In my family, in June, we rented a house upstate for the month: my sister’s family, my family, and my mom. Judging by the way the kids flew into Grammy’s arms, I’d say it was a tie as to who was happier to see whom. And that’s not counting the two sets of really tired parents who had had no childcare for three months.

Is there a name for the blissful morning silence that follows three months of 6 a.m. wakeup cries of “why is no one plaaaaaying with me?”

The kids were downstairs, excited to wake each other up at what felt like the crack of dawn, and now they had their grandmother to make them cinnamon toast, referee their iPad fights, and who knows what else. (Remember: Don’t ask, don’t tell.) By the time us parents stumbled downstairs — having showered, brushed our teeth, and even brushed our hair — we all felt ready for our day in ways we hadn’t felt prior to the pandemic.
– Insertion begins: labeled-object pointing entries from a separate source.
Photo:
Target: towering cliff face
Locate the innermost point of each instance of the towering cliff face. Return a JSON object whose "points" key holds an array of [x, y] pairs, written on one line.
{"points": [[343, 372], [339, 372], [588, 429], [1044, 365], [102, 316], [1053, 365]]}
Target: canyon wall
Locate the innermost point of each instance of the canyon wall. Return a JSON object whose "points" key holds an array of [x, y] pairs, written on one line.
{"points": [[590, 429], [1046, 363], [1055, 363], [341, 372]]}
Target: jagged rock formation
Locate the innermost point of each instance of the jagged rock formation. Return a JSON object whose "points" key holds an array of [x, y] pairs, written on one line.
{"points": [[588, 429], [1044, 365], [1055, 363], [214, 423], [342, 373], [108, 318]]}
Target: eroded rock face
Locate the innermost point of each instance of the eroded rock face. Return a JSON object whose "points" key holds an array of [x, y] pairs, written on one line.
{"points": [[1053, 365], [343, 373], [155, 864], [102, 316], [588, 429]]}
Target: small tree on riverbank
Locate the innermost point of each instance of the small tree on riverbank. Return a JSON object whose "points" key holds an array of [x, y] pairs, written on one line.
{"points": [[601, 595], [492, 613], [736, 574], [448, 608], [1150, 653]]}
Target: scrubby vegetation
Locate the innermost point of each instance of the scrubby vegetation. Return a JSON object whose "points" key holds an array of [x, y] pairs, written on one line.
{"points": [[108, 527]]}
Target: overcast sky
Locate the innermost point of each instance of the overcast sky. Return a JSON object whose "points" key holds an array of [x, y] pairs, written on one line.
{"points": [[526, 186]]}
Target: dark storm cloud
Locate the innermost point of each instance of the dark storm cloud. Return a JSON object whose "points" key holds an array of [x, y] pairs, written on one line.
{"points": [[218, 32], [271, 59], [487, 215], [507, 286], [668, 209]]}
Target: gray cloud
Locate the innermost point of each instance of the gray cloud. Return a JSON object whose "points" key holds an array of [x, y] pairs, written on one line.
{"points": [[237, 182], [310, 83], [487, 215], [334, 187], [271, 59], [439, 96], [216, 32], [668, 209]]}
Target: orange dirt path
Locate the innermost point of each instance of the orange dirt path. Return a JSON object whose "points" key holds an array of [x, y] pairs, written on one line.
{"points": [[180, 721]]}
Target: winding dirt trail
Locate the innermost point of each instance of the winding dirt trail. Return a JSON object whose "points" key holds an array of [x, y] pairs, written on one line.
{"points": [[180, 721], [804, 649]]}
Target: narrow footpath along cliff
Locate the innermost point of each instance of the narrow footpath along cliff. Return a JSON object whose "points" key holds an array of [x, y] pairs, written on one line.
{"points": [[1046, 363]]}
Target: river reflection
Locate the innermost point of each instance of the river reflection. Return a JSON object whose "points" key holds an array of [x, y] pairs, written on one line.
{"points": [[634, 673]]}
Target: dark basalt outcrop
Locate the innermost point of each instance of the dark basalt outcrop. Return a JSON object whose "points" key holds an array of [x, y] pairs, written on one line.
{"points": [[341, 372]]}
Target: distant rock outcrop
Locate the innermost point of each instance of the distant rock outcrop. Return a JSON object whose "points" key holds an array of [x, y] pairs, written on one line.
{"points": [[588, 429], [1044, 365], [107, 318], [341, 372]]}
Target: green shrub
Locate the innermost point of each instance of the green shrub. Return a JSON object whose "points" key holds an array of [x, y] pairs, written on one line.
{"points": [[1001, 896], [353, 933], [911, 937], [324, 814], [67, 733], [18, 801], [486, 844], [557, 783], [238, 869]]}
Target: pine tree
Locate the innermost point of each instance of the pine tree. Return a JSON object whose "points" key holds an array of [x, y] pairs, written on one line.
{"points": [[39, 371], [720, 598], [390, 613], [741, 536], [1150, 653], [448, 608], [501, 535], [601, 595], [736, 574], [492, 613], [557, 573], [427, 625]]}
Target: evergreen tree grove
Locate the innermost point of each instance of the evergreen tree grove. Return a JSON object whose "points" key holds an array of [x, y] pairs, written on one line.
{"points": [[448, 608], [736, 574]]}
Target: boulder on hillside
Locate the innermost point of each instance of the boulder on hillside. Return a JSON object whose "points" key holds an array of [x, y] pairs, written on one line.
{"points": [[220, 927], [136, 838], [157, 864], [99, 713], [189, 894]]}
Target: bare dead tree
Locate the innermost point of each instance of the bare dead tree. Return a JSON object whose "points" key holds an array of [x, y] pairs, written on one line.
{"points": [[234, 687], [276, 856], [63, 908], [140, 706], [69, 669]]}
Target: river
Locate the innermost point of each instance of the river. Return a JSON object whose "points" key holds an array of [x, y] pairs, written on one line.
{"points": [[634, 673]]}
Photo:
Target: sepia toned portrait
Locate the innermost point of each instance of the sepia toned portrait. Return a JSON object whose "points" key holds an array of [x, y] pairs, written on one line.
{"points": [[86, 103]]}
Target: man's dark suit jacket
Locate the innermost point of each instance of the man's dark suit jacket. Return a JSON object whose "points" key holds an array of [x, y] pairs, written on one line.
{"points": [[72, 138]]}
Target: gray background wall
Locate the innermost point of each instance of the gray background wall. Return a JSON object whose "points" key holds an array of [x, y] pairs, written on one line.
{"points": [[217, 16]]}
It was a peaceful, month-long reprieve from the drudergies of pandemic parenting and working from home in a small apartment. But for some people, of course, grandparents aren’t only emotional support or bonus caregivers — they are a necessity.

In March, Dana Trobe, a single mom in New York, was trying to work with her 4-year-old by her side. “I couldn’t work and ignore my kid all day — there was only so much TV she could watch,” she said. “It was untenable.”

So Trobe quarantined for two weeks and then went to Rye, New York, to live with her parents — her mom had just been in a car accident and also needed help recovering. “I really felt like there was no other option,” Trobe says. Her stepfather, a neurosurgeon who suddenly found himself at home because his elective surgeries were deemed “nonessential,” took on the bulk of the childcare while his wife recovered and Trobe worked at her human resources corporate management job.

“It’s an unintended but wonderful consequence,” says Jack Stern of grandparenting during the pandemic. He notes that his own grandparents died in the Holocaust and he only raised boys, so he’d never had time with preschool girls. “And particularly because she has no father, I play a huge role in terms of being the primary male figure in her life,” he says.

As New York flattened its curve, the situation became easier — especially as Trobe brought her nanny to Rye part-time, and her mother recovered. Still, Trobe plans to return to the city at the end of the summer so that her daughter can start school.

“I think she’ll remember this all fondly,” Trobe says of her daughter. “She’s never had this much of my attention, and she worships her grandparents. She’s in heaven.”